Benefits beyond transportation
When you ask people about their biggest concern for a city, you’ll usually get answers like homelessness, cost of living and jobs. It’s interesting to think about how automated vehicles could play a part in addressing those concerns.
In the mindset of many, automated vehicles may simply be a method of transportation, but the technology can actually unlock much of the urban land we have in our cities. Interestingly enough, in many major metropolitan areas, more than 1/3 of the land is used for parking — valuable space that could be used for affordable housing, commercial space or retail stores.

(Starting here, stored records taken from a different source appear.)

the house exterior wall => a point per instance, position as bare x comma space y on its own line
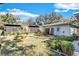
63, 30
33, 29
11, 29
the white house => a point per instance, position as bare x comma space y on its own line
60, 29
12, 28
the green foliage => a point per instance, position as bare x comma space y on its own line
9, 18
76, 36
62, 45
49, 18
2, 27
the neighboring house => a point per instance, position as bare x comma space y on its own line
33, 28
11, 28
59, 29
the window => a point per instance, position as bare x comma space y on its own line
58, 29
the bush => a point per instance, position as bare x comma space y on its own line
63, 46
67, 38
75, 36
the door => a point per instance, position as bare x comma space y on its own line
47, 30
52, 31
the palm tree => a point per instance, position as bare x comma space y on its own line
9, 18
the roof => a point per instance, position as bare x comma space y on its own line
12, 25
33, 26
59, 23
73, 24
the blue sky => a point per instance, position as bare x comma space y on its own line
25, 10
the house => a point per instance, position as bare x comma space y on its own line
62, 28
32, 28
11, 28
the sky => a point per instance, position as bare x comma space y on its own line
26, 10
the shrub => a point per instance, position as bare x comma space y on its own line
75, 36
63, 46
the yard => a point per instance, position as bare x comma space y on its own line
37, 42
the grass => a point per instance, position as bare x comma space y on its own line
32, 45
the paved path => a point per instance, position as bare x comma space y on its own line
76, 54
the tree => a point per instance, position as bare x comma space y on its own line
49, 18
9, 18
30, 22
63, 46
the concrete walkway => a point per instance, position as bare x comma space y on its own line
76, 46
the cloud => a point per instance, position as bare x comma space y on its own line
70, 6
14, 10
57, 10
19, 12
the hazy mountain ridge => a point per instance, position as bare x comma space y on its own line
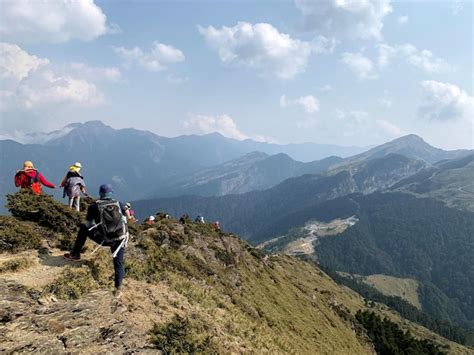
254, 171
451, 181
138, 163
188, 288
249, 212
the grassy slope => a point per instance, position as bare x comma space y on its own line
240, 300
406, 289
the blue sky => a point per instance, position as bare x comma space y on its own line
326, 71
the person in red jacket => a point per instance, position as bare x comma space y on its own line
29, 176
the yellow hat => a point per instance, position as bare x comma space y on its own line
28, 165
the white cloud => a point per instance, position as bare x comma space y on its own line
223, 124
33, 21
326, 88
353, 18
176, 80
308, 103
360, 65
445, 102
94, 73
321, 44
45, 88
29, 82
390, 129
156, 59
261, 47
386, 103
16, 64
422, 59
402, 20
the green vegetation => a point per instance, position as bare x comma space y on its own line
388, 338
44, 210
195, 289
422, 239
406, 310
406, 289
182, 336
16, 264
16, 236
72, 284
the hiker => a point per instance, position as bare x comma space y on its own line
73, 184
129, 213
150, 220
30, 178
106, 225
183, 219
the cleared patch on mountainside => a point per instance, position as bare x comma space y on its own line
451, 181
406, 289
300, 241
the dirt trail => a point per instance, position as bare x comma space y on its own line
45, 268
96, 323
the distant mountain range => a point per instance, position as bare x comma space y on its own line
451, 181
253, 171
138, 163
251, 213
258, 171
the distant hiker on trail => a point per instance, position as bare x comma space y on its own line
150, 220
73, 184
30, 178
184, 218
106, 225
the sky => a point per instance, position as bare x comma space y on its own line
343, 72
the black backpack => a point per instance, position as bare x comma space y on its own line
112, 224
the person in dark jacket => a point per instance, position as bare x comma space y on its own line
90, 229
73, 184
28, 175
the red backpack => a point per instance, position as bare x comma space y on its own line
23, 180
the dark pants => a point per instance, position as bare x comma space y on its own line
118, 260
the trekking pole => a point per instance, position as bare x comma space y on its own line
120, 247
97, 248
94, 226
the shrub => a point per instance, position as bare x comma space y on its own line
44, 210
15, 265
73, 283
16, 236
180, 335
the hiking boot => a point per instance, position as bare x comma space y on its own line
72, 257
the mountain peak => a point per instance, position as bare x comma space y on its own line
409, 139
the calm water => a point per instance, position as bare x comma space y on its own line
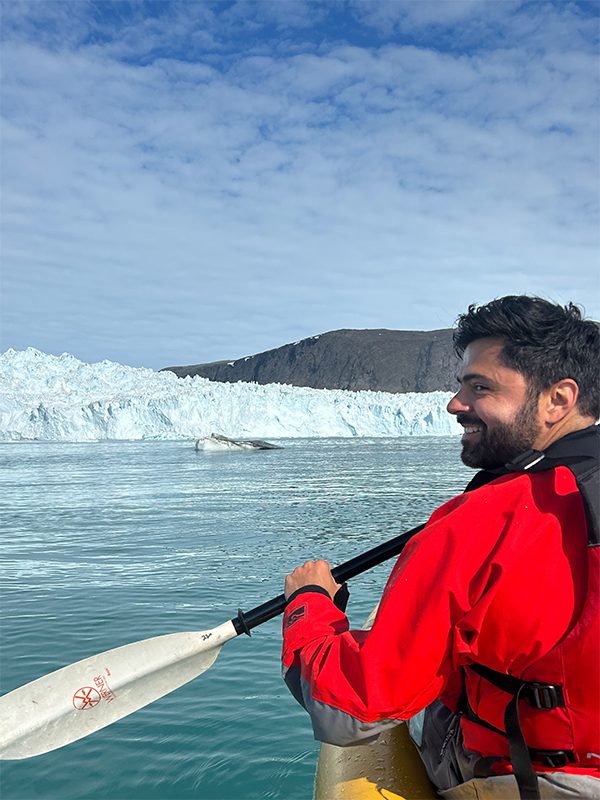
112, 542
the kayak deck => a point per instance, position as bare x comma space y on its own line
388, 768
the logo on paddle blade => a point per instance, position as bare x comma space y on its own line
295, 616
86, 697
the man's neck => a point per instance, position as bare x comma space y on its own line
568, 424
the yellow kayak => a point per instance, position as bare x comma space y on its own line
389, 768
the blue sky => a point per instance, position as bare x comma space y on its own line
185, 182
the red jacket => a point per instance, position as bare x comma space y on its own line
499, 576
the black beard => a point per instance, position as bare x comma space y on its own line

Recent studies by the University of Toronto estimate that parking lots for automated vehicles could hold as much as 87 percent more cars than traditional parking lots, greatly reducing the overall square footage needed for parking, thus freeing up land for more important uses that improve quality of life. While not all of that land can be made available, the right automated vehicle regulations and infrastructure can make a significant impact.
Get ready now
These are just a few of the things to know about a future with automated vehicles; there are many more considerations about how these emerging technologies will change our cities. This technology will impact the way we design our infrastructure, plan our days and live our lives. It’s important now, prior to when these vehicles put rubber to the road, for city leaders and planners to strategize how they can optimize adoption and receive every benefit out of the eventual automated future.